French Gray vs S 1502-Y50R
French Gray (Farrow & Ball) and S 1502-Y50R (NCS) come from different manufacturers. These are both beige-greiges, so the question isn't which hue to choose — it's where within beige-greige to land. The 19-point LRV gap — 62 for S 1502-Y50R vs 43 for French Gray — means S 1502-Y50R will open up a space more effectively. Both share a warm character, which means they'll respond to light and surrounding materials in similar ways. A ΔE of 14.8 puts these firmly in different territory — two distinct design choices rather than close alternatives. Below you'll find 2 real-room photo comparisons where both colors appear side by side, plus 5 simulated room previews.

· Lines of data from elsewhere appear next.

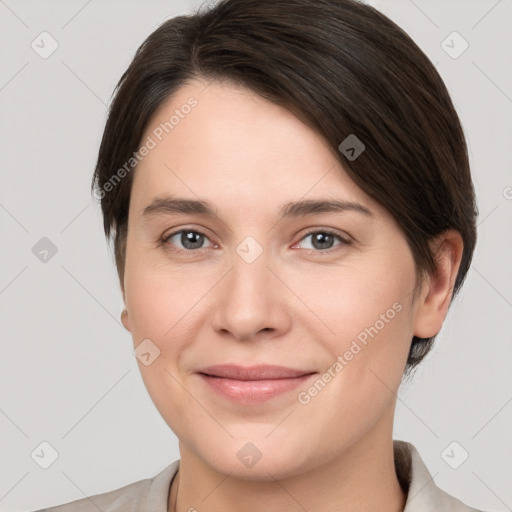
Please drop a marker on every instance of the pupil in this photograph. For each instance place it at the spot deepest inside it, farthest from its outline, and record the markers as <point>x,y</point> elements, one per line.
<point>191,240</point>
<point>322,240</point>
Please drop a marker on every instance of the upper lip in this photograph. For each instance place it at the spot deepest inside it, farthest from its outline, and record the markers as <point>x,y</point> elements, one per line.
<point>259,372</point>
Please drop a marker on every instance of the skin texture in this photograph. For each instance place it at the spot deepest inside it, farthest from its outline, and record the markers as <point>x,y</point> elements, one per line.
<point>295,305</point>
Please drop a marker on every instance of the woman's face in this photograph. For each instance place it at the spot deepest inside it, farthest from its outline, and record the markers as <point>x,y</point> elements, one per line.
<point>326,292</point>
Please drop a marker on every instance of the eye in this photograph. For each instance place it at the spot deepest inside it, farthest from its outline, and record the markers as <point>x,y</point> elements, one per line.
<point>190,239</point>
<point>323,240</point>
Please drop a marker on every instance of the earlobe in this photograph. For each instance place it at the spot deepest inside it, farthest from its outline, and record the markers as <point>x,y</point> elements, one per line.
<point>125,320</point>
<point>438,287</point>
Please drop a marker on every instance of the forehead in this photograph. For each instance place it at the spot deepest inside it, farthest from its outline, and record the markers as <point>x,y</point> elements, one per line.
<point>223,141</point>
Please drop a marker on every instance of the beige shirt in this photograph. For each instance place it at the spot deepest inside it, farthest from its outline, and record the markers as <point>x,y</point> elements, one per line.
<point>151,494</point>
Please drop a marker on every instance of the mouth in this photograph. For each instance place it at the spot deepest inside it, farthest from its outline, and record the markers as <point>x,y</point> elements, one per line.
<point>254,384</point>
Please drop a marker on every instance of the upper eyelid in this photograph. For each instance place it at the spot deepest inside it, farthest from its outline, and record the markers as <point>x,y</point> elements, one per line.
<point>345,238</point>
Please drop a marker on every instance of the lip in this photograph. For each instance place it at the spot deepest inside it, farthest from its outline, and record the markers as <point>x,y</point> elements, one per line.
<point>253,384</point>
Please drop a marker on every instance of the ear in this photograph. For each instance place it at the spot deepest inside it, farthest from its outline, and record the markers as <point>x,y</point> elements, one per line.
<point>437,288</point>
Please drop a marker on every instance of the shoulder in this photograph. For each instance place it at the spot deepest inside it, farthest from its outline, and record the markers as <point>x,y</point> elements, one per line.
<point>422,492</point>
<point>148,494</point>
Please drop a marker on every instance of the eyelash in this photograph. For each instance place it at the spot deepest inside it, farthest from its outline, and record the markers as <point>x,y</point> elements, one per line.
<point>164,241</point>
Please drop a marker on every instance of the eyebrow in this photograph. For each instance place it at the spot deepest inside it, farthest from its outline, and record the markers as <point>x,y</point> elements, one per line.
<point>170,205</point>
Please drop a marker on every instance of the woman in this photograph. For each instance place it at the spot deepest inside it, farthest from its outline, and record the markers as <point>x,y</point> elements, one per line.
<point>288,190</point>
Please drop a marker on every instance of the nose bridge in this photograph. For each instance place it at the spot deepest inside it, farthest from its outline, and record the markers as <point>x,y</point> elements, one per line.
<point>249,301</point>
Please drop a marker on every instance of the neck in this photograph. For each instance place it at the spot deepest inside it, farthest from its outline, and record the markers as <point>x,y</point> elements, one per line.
<point>362,478</point>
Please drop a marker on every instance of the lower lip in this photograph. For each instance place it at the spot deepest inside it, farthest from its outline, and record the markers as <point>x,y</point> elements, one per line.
<point>253,391</point>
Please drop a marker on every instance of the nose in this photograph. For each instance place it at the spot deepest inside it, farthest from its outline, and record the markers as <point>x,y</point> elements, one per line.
<point>252,303</point>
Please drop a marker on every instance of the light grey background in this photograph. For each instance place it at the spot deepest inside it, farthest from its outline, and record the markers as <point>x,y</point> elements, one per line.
<point>67,371</point>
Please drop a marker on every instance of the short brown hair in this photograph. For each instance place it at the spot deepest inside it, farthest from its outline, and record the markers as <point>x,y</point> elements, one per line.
<point>340,66</point>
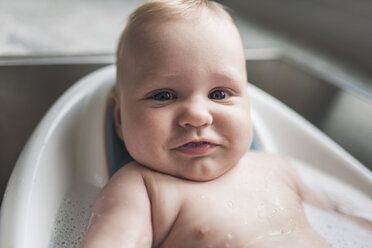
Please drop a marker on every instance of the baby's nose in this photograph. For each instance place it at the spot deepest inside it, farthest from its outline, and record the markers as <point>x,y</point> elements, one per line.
<point>195,114</point>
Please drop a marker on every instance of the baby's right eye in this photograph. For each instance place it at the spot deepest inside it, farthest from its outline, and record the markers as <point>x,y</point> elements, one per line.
<point>163,96</point>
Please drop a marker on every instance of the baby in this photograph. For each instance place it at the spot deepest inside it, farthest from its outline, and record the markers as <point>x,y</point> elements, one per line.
<point>181,107</point>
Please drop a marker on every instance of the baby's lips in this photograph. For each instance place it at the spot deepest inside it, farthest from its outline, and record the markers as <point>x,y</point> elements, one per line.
<point>196,148</point>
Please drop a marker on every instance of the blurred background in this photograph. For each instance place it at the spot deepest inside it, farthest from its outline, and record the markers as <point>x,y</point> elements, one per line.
<point>313,55</point>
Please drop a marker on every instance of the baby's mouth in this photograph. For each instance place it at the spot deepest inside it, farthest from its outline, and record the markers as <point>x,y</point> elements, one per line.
<point>197,148</point>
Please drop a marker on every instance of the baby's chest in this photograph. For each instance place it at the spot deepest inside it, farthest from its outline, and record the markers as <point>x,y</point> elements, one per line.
<point>231,218</point>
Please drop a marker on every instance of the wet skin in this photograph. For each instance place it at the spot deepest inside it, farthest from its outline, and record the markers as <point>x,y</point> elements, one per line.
<point>184,117</point>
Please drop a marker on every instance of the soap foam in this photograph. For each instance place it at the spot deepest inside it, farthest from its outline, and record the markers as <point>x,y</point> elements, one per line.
<point>339,232</point>
<point>73,217</point>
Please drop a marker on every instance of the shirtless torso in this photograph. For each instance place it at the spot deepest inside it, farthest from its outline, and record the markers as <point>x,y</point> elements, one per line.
<point>255,204</point>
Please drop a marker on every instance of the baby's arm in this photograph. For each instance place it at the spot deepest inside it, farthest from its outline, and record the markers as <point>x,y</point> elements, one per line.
<point>122,213</point>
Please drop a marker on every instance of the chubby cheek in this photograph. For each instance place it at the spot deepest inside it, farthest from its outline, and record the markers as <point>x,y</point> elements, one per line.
<point>144,133</point>
<point>237,128</point>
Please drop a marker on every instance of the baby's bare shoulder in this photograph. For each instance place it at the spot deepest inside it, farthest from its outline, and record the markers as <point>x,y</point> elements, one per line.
<point>267,160</point>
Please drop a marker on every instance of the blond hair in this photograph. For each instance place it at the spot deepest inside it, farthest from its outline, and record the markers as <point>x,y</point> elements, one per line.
<point>163,10</point>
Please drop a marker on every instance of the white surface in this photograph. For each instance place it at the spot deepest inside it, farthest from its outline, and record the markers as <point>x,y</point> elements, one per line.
<point>66,153</point>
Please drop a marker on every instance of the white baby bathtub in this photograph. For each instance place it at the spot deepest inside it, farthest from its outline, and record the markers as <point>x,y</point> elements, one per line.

French Gray vs S 1502-Y50R in Real Spaces
2 real rooms side by side. Seeing French Gray and S 1502-Y50R in actual rooms makes the difference concrete; browse the spaces below to get a feel for how each color lives on a wall.
Living Room
A living room wall sees more varied light than almost any other surface in the house, which makes the choice between these two more nuanced than a chip suggests. S 1502-Y50R reflects noticeably more light off the walls, making the space read more open than French Gray.
Bedroom
Bedrooms are typically lit with warmer, lower light than the rest of the house — a condition that flatters warm tones and deepens cool ones. S 1502-Y50R returns significantly more light to the room — in a smaller or darker space, that difference in perceived brightness is hard to miss.
Color Details
French Gray vs S 1502-Y50R Simulated Comparison
5 simulated room previews — drag the slider on each to see French Gray on one side and S 1502-Y50R on the other.
Digital color is approximate. These simulations are generated from the manufacturer's hex values and overlaid on grayscale room photos — your screen's calibration, brightness, and viewing angle all affect how they render. Before committing to either color, test physical samples in your own space under the light you actually live with.
More French Gray comparisons
See how French Gray stacks up against other well-photographed colors across different brands and tones.